The eBay bubble is still pretty much solid but not every listing plays by their rules. Hidden between the trades adverts are the private listings which are were any potential bargains lurk. Most people tend to use their classified format. You upload your description and images and set your price. People have to deal with you directly which gives you much more control as the seller.
The auction format carries less guarantees. Unless you set a reserve price, you run the risk of your bike going for less than you want for it. Most auctions on eBay run over a week. Add another week for your buyer to sort his logistics out, borrow a van and take a trip to the bank and it’s quite a lengthy process. Then they could arrive and start haggling. You won’t be too shocked to discover that this does happen, or even worse they could just ignore your messages and never show up!
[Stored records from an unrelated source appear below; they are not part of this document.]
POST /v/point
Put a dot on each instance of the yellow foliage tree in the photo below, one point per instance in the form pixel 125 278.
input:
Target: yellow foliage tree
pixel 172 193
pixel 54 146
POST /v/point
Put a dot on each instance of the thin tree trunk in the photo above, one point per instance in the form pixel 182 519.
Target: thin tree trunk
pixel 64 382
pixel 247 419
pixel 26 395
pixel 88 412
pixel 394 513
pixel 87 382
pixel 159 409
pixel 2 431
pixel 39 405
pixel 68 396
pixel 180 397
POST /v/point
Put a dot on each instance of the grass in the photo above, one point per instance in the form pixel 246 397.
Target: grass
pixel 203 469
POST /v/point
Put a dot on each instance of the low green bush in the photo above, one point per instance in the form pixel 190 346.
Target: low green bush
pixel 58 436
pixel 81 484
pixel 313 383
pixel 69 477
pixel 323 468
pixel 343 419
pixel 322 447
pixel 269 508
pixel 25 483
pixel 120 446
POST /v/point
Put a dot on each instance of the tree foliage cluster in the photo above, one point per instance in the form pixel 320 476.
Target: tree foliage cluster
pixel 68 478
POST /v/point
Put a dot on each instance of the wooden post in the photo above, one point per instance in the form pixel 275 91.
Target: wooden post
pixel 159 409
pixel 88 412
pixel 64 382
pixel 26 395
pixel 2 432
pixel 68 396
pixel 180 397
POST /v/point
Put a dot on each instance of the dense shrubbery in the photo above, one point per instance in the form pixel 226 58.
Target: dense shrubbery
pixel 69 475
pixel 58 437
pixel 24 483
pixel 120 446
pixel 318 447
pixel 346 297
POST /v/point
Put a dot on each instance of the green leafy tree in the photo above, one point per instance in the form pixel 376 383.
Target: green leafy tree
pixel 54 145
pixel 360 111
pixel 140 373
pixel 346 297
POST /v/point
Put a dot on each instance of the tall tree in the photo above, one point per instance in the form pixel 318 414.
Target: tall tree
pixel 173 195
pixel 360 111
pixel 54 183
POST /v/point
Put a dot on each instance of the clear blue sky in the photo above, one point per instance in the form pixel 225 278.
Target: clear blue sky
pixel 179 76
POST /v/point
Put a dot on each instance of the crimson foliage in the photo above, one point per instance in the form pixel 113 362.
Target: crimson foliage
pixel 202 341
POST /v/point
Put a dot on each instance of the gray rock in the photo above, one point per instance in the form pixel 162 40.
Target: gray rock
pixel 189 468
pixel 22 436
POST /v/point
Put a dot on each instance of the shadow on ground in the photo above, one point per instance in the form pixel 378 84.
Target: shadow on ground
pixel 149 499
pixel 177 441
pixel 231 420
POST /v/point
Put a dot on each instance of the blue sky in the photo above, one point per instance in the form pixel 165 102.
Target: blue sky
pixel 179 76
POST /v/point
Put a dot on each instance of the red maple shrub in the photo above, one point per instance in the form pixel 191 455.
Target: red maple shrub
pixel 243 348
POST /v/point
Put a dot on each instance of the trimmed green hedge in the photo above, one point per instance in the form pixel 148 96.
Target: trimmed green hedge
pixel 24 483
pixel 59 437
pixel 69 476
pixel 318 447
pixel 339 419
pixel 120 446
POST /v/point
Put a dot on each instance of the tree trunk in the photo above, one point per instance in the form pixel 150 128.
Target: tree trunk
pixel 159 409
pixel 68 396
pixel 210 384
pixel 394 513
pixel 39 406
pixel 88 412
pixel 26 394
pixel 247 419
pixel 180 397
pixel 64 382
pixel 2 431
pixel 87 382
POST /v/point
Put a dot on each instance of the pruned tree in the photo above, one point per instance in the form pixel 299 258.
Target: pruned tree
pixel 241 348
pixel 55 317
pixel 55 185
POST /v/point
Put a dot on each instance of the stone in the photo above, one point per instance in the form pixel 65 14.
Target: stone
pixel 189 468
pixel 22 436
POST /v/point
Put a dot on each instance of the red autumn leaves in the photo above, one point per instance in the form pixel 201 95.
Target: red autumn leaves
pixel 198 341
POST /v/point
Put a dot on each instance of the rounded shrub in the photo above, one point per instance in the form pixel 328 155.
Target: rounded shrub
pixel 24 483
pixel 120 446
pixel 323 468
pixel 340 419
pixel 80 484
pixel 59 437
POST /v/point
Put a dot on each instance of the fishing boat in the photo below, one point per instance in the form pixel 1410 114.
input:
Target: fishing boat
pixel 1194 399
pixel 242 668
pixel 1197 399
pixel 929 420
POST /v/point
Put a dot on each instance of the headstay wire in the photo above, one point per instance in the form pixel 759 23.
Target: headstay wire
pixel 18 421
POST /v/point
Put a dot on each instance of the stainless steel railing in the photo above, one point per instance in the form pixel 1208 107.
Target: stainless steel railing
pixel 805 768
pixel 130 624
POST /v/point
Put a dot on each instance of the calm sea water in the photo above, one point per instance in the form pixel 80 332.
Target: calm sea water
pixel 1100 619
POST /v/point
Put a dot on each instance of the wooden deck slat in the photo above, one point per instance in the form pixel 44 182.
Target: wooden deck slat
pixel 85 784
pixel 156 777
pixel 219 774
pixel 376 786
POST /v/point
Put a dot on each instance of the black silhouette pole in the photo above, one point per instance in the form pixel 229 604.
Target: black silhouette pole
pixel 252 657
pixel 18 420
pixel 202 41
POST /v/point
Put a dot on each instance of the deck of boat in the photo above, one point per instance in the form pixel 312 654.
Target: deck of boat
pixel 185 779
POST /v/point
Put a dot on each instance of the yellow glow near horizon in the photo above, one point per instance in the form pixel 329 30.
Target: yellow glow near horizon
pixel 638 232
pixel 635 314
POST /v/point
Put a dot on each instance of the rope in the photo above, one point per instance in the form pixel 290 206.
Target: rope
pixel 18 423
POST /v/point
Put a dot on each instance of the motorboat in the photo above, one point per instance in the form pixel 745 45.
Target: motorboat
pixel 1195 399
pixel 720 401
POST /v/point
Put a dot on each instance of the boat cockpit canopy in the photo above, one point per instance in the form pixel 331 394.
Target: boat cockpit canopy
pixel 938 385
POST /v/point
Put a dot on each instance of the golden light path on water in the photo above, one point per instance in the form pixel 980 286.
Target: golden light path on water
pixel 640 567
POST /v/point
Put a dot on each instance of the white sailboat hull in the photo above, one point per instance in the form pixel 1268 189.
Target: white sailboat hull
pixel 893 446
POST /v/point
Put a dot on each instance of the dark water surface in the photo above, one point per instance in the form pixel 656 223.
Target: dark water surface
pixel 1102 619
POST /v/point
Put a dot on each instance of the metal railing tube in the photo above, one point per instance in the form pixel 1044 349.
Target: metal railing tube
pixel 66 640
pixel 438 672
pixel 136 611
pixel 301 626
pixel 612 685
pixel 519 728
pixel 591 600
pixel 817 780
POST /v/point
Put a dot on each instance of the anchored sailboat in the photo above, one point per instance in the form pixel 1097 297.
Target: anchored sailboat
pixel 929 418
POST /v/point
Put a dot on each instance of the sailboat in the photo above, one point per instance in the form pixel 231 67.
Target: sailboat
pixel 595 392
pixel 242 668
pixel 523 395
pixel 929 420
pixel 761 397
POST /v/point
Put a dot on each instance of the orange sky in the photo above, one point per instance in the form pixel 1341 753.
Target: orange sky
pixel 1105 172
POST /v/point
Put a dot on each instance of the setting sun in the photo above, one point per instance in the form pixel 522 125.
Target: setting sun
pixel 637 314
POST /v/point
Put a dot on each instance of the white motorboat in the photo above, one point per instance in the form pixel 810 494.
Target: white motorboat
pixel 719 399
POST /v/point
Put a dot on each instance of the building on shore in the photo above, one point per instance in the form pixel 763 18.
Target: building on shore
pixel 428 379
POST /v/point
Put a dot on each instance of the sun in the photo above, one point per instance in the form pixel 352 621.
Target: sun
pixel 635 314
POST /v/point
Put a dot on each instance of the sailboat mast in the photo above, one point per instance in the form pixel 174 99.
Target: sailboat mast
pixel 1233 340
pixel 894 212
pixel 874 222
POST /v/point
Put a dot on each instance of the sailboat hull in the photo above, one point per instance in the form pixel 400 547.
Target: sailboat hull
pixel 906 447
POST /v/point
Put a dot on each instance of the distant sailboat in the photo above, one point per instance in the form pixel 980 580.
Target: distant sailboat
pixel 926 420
Thankfully there’s a much quicker way to flog your bike and even better it’s free! Facebook, it’s the go to place these days for everything from what your friends are having for dinner to videos of cats on skateboards. It’s also the home of many a buy and sell page. There’s no shortage of pages on Facebook where you can buy and sell motorcycles. One page that I follow is the The Bike Bay. All you have to do is follow the page and you have instant access to not only buying a bike but selling yours too. Keenly priced bikes will often sell within a few hours. Unlike an eBay auction where prices go up, back on Facebook the art of haggling is alive and prices can be negotiated downwards. There’s no shortage of other pages using this format. They range from pages where you can trade classics right through to customs and even unfinished projects.
The bike trade also use social media to promote their shops and they advertise their bikes direct to their profiles. It’s worth adding any shops that are local to you. Some even sell their trade ins on via their page.
The classified isn’t totally dead. Even in this age, there are people who don’t own or use a computer. Local newspapers and notice boards down the sweet shop still throw up the odd used bike gem.